Figure 5CD4+ T cell repertoire in major depressive disorder (MDD) patients and non-depressed controls. (A) T cell receptor (TCR) variable β chain (Vβ) family distribution analysis was performed by means of flow cytometric interrogation of CD4+ T cells from MDD patients and matched non-depressed controls (CTR) (n = 40). The resulting clonogram represents percentages (mean ± SEM) of the usage of 24 Vβ families.
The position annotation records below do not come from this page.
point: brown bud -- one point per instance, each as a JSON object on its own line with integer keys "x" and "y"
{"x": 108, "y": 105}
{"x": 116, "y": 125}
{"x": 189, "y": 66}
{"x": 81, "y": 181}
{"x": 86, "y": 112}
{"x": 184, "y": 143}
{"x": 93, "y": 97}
The Gini-TCR skewing index was next applied to the flow cytometric Vβ repertoire analysis (graph on right). Significant post hoc comparisons are denoted for the families Vβ 5.1, Vβ 11, and Vβ 22 (two-tailed, uncorrected p-values). (B) CD4+ T cells were negatively selected from a subsample of patients and matched controls (n = 10) and total genomic DNA was extracted for next generation sequencing of the TCRβ CDR3 repertoire. Usage of the families Vβ 5.1 (TCRBV05-01), Vβ 11 (TCRBV25-01), and Vβ 22 (TCRBV02-01) was then followed up (one-tailed planned comparisons). For all comparisons, the Wilcoxon signed-rank test was used.